Petrology and tectonic setting of mafic-intermediate plutons and dykes in the eastern Meguma Terrane, Nova Scotia, Canada
LE3 .A278 2022
Master of Science
Earth & Environmental Science
Earth & Environmental Sciences
Small plutons of mafic to intermediate composition are locally associated with the abundant Devonian granitic plutons that intruded the Goldenville and Halifax groups in the eastern Meguma terrane of mainland Nova Scotia. In addition, a swarm of mafic-intermediate dykes, here termed the Eastern Shore dykes, occur in the coastal part of that area. The purpose of this study is to investigate the petrology, petrogenesis, and tectonic implications of these mafic-intermediate plutons and mafic dykes. The Garry Lakes, Cranberry Lake, and the mafic-intermediate plutons (Porcupine Lake, Bog Island Lake, Mink Lake, and Ten Mile Lake plutons) in the Trafalgar plutonic suite make up the tonalite to quartz diorite intrusions.
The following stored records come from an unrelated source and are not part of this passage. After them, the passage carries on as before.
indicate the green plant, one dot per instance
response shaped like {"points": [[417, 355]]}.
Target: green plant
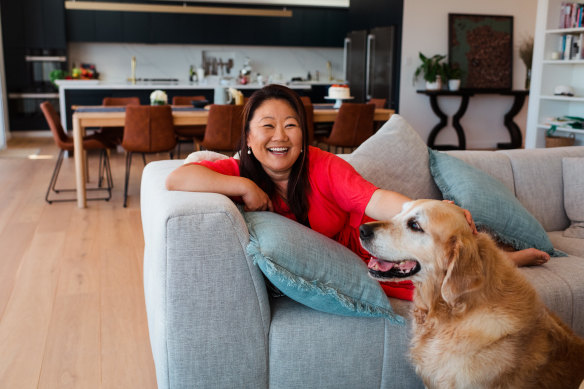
{"points": [[430, 68], [452, 72]]}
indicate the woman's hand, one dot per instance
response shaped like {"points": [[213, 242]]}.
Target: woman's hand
{"points": [[255, 199], [468, 216]]}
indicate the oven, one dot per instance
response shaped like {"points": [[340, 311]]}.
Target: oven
{"points": [[24, 111]]}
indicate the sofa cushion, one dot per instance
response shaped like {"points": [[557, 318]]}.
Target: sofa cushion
{"points": [[314, 270], [574, 196], [396, 158], [493, 206]]}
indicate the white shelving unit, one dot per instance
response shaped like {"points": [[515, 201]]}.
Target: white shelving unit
{"points": [[547, 73]]}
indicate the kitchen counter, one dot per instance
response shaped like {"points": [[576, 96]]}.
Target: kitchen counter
{"points": [[91, 92]]}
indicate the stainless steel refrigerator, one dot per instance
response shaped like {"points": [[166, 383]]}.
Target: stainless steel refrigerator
{"points": [[369, 64]]}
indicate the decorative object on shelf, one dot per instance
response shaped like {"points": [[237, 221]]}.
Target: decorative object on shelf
{"points": [[563, 90], [432, 70], [158, 97], [526, 55], [453, 74], [552, 140], [482, 46]]}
They range from undeformed to protomylonitic, contain abundant metasedimentary xenoliths, and show magma mingling textures with their adjacent granitic plutons. Small quartz diorite to diorite intrusions occur nearby including the younger Melrose Dyke and the Moose Lake diorite. The Eastern Shore dykes have dominant mineralogy and geochemical characteristics of the lamprophyre variety spessartite. These mafic-intermediate intrusions are dominantly calc-alkaline and peraluminous to metaluminous. Chemical comparison to the associated granitic plutons suggest the granitic intrusions could be a result of anatexis caused by the ascent of the hot, mantle-derived magmas. Similar chemical affinities are identified between the eastern mafic-intermediate intrusion with the mafic-intermediate intrusions in southwestern Meguma terrane. Geochemical data support that mafic-intermediate intrusions in the eastern Meguma terrane were derived from a mantle source. The mafic-intermediate magmatism in the eastern Meguma terrane may have been generated in a subduction zone that experienced slab-breakoff that caused the asthenosphere to rise and melt the metasomatized lithospheric mantle to produce the mantle-derived magmas and lamprophyres.